Grant Johnston, partner and head of wealth planning at Wright Johnston & Mackenzie, agreed that the biggest fear is cash flow. This will affect all firms as an absence of staff slows down normal business processes.

“Before you know where you are, within the next one to three months, you can see credit terms going from 30 to 60 to 90 to 120 days,” he said. “You may know that you’re going to get the money, but in the interim businesses are still going to have to fund staff costs and other costs, and I can see there being a real issue for companies that don’t have cash reserve.”

Mr Johnston added: “Although there is the cut in interest rates and the banks are being encouraged to lend, we have had that before with quantitative easing, and the banks sometimes don’t follow as the Government would wish.”

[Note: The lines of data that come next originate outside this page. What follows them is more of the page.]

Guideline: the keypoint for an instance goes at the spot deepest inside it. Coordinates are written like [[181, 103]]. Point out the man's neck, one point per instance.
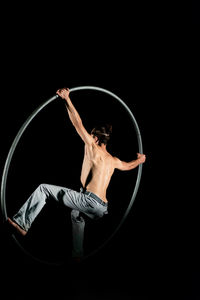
[[103, 147]]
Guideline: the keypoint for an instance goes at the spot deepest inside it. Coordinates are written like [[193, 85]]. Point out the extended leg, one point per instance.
[[32, 207], [78, 225]]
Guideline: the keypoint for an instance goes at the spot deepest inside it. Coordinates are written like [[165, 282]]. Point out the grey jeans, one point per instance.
[[80, 202]]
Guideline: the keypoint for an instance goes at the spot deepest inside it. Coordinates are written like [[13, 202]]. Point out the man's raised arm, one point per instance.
[[126, 166], [74, 116]]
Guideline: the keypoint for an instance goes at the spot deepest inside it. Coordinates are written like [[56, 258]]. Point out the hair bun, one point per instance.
[[109, 128]]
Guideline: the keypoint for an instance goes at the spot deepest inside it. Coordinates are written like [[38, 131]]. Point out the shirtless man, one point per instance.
[[91, 200]]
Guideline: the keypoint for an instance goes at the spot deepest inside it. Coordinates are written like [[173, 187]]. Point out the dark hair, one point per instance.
[[103, 133]]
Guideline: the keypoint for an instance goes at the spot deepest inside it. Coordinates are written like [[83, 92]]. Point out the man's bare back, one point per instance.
[[98, 165]]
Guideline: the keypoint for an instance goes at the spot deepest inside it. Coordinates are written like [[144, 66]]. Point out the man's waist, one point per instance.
[[94, 196]]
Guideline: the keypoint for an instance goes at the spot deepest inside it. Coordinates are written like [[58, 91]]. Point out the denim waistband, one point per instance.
[[95, 197]]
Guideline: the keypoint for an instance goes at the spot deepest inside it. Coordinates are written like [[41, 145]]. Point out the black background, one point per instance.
[[131, 52]]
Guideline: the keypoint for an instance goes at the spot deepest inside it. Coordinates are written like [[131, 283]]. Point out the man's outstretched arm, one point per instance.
[[126, 166], [74, 116]]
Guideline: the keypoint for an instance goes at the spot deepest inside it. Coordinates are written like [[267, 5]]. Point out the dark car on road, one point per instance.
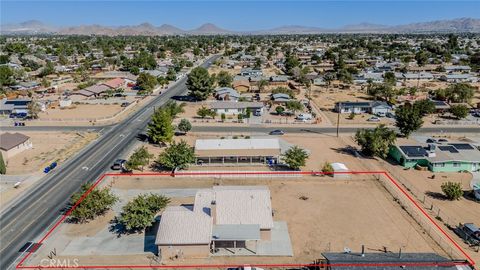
[[469, 233], [119, 164], [277, 132]]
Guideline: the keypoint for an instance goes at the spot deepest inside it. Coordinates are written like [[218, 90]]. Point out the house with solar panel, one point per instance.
[[438, 157]]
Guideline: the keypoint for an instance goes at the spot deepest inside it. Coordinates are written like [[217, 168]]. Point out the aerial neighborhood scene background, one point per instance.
[[240, 135]]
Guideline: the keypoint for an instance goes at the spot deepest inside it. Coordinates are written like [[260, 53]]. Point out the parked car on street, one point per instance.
[[119, 164], [373, 119], [469, 233], [304, 117], [277, 132]]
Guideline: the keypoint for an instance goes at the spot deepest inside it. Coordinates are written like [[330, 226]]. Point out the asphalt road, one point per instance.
[[248, 129], [322, 130], [35, 211]]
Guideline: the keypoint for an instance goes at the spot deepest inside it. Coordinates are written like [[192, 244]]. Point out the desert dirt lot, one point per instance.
[[322, 215], [449, 213], [47, 148], [81, 111]]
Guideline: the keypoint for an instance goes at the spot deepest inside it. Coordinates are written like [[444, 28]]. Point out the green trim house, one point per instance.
[[446, 157]]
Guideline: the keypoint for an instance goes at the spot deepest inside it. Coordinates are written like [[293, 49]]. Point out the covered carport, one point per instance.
[[239, 239]]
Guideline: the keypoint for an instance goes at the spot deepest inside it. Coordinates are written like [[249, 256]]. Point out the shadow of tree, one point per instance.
[[436, 195], [470, 195]]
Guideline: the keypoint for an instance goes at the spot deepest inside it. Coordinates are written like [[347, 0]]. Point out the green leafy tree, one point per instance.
[[7, 77], [460, 111], [177, 155], [160, 128], [140, 158], [279, 110], [200, 83], [146, 82], [389, 78], [3, 167], [295, 157], [408, 119], [261, 84], [47, 70], [224, 79], [291, 61], [204, 112], [184, 126], [421, 57], [283, 90], [452, 190], [162, 81], [96, 203], [377, 141], [139, 213]]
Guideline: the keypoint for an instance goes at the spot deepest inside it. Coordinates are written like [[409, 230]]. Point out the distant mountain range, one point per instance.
[[470, 25]]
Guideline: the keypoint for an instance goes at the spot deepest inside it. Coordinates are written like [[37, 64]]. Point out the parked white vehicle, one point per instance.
[[304, 117]]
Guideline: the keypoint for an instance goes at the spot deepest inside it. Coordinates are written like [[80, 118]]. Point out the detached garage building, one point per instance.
[[238, 151]]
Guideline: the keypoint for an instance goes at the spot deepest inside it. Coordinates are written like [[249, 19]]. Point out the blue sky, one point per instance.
[[235, 15]]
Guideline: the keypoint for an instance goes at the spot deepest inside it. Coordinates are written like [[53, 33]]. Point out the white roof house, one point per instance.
[[243, 205], [238, 144], [234, 211], [181, 226]]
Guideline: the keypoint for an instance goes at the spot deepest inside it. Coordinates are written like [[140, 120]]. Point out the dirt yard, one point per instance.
[[81, 112], [47, 148], [322, 215], [29, 164]]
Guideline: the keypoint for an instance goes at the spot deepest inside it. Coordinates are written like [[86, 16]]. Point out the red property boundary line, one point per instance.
[[469, 260]]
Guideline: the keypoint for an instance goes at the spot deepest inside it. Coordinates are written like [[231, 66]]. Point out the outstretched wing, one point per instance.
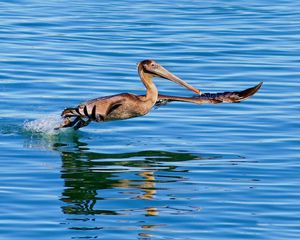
[[211, 98]]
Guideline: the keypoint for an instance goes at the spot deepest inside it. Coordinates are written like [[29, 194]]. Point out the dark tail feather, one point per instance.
[[211, 98]]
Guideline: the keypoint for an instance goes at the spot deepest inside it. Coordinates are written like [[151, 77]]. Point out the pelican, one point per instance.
[[127, 105]]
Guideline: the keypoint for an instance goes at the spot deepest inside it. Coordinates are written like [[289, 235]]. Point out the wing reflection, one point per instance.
[[116, 184]]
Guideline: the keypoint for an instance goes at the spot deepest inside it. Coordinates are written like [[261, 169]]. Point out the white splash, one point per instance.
[[44, 125]]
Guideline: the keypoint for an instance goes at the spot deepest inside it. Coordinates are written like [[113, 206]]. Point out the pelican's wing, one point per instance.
[[211, 98]]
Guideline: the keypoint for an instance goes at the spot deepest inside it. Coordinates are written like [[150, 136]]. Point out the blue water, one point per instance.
[[226, 171]]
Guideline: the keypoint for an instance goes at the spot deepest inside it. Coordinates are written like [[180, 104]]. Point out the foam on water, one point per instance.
[[44, 125]]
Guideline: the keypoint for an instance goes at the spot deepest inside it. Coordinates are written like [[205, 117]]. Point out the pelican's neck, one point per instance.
[[152, 92]]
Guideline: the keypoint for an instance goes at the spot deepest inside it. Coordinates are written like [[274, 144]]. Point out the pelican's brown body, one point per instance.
[[126, 105]]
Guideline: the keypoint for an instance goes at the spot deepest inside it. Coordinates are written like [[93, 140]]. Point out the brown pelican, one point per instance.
[[127, 105]]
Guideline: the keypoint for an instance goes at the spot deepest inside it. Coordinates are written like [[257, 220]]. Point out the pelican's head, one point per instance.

“After 2008 we had some reduction in VAT rates, so I am wondering if the Chancellor is keeping it up his sleeve because depending on how long it takes it to peak, how long this stalling in our economy is going takes, then that is probably one of the other major stimuluses that he has got to reduce the costs on small businesses,” Mr Campbell said.

Cyrique Bourbon, asset allocation strategist at Brown Shipley, said the suspension of business rates will be a big relief for high street retailers already struggling against the online giants.

“Clearly, there is a fundamental shift in consumption to online, but the high costs associated with physical stores means that for many small businesses, this was not a level playing field,” she said.